L’esercito di occupazione israeliano ha usufruito, anche per questo crimine, della sua abituale impunità da qualsiasi responsabilità, aprendo un’inchiesta su ciò che era accaduto ed auto-assolvendosi dall’aver commesso il brutale omicidio di Corrie. Lo ha considerato come un incidente involontario. Questa conclusione è stata rifiutata dalle più note associazioni per i diritti umani del mondo, comprese organizzazioni israeliane e palestinesi. Nel 2012, un tribunale israeliano ha assolto l’esercito occupante ed il conducente del bulldozer da qualsiasi responsabilità per l’accaduto dopo che i genitori di Rachel avevano intentato una causa a questo proposito. Lo ha denunciato anche il relatore speciale delle Nazioni Unite per i diritti umani, Richard Falk. E’ disgustoso che ogni relazione israeliana continui a minimizzare il crimine, a giustificarlo, e addirittura ad incolpare la vittima, anche se l’autista del bulldozer militare ha investito Rachel Corrie ancora viva, mentre urlava con l’altoparlante e mentre indossava il suo gilet arancione, visibile a tutti. 

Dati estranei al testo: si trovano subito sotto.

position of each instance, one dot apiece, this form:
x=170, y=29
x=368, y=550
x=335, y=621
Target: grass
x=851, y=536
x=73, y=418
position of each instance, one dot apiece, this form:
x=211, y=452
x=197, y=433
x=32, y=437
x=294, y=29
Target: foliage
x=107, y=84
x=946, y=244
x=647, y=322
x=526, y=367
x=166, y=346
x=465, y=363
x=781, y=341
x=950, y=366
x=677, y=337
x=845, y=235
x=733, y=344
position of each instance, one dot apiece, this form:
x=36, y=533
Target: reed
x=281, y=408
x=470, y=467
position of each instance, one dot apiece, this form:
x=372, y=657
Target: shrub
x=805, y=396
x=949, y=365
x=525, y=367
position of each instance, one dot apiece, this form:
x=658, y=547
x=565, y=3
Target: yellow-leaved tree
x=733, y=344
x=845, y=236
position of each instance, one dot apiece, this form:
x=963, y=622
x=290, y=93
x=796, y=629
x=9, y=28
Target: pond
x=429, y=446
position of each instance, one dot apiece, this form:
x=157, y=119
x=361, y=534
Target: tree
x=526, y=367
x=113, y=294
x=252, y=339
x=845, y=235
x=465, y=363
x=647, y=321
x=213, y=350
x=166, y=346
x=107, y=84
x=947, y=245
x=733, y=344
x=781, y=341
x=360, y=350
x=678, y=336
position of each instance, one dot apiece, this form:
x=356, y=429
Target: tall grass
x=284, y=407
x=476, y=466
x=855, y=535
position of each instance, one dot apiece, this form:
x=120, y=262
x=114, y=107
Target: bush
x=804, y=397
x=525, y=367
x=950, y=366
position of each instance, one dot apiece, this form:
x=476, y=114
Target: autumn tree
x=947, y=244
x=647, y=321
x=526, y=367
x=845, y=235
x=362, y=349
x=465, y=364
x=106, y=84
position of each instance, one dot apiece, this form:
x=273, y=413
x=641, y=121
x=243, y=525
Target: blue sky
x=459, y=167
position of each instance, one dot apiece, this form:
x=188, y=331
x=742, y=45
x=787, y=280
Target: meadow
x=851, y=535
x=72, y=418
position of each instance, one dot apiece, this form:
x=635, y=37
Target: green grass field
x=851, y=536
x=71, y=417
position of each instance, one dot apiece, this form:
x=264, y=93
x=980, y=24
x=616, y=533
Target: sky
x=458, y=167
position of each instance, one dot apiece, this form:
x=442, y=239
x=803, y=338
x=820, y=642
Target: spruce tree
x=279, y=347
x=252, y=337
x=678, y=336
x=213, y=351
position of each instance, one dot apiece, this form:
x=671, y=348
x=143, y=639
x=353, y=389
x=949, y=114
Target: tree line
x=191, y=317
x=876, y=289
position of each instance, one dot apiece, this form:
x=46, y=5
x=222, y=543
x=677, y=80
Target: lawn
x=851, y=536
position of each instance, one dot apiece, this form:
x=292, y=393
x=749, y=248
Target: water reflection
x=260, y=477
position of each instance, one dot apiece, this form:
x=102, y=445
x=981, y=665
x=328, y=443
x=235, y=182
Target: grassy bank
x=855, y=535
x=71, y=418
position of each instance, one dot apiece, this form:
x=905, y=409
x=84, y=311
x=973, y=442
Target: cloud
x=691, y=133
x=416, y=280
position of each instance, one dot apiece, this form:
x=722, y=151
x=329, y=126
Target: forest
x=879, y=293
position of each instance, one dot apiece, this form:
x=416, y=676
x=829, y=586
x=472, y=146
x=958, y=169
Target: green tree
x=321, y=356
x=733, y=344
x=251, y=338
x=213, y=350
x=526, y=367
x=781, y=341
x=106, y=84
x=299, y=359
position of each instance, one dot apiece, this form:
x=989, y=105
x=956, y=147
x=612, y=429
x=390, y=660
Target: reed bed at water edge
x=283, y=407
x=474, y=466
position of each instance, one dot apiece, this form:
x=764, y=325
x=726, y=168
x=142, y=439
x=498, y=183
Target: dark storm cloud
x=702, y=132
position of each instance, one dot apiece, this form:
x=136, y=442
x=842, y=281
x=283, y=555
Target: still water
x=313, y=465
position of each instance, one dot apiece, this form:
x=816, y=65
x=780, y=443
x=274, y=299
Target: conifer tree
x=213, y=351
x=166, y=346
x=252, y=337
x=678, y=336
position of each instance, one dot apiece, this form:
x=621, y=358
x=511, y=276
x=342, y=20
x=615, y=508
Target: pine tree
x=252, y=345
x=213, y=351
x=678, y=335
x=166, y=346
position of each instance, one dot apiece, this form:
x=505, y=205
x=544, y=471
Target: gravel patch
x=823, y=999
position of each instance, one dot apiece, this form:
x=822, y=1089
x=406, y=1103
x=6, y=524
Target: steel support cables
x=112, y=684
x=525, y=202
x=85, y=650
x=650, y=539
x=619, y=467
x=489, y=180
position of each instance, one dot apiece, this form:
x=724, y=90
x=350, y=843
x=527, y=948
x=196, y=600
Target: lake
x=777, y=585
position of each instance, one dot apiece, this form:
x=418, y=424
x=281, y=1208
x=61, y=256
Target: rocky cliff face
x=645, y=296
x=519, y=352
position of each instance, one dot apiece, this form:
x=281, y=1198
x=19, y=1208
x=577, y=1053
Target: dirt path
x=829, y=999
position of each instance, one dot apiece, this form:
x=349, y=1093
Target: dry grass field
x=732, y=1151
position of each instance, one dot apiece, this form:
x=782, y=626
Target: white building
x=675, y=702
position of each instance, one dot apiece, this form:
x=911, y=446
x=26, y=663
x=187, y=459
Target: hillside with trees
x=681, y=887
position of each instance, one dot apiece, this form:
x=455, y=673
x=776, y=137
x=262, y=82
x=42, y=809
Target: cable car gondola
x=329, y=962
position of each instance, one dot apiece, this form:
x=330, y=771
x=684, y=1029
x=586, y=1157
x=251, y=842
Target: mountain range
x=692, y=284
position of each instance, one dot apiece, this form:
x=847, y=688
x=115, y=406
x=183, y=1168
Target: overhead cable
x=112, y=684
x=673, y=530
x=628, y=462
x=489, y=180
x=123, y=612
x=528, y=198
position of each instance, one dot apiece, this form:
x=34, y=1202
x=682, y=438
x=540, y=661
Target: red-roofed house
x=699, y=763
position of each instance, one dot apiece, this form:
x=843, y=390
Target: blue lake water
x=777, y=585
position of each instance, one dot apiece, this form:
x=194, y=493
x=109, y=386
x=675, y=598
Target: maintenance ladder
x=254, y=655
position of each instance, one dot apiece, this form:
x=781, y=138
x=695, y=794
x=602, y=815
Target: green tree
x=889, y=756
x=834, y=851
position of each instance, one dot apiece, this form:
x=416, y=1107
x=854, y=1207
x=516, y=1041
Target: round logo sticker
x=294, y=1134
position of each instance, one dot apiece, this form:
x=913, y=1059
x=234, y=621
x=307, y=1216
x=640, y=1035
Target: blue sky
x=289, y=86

Ma il tempo non si è fermato quel 16 marzo del 2003, giorno nel quale è avvenuto questo tragico incidente a Rafah. Rachel Corrie ha continuato a vivere nelle coscienze umane ed è divenuta un simbolo di solidarietà nel mondo dopo essere stata seppellita viva quale prezzo della sua solidarietà. Quanto alla sua famiglia, non è più rimasta da sola poiché Rachel è diventata un’icona internazionale di ispirazione. E’ divenuta anche una Palestinese dato il suo attaccamento ad una giusta causa che non può essere cancellata. Il suo nome vive in Palestina nei nomi di molti edifici e strutture pubbliche. 

E’ vero che il presidente Donald Trump non avrà tempo, il giorno del 40° compleanno di Rachel, per commemorare la sua conterranea americana che venne brutalmente schiacciata dall’esercito di occupazione israeliano, mentre le sessioni del congresso eviteranno di menzionare il suo nome in questa occasione. Tuttavia, attraverso questa giovane donna coraggiosa, l’America ha presentato un volto leale nella sua manifestazione internazionale di nobili valori umani, visto che il nome di Rachel Corrie ha ispirato una generazione di attivisti solidali dopo di lei che hanno preso in mano gli altoparlanti per difendere i diritti umani, la giustizia e le libertà dei popoli e per combattere l’ingiustizia, l’aggressione ed i crimini di guerra. 

Il 10 aprile 2019 si terrà una celebrazione internazionale in onore dei sacrifici degli attivisti che hanno dimostrato la solidarietà con la Palestina in tutto il mondo, con quaranta candele per Rachel Corrie.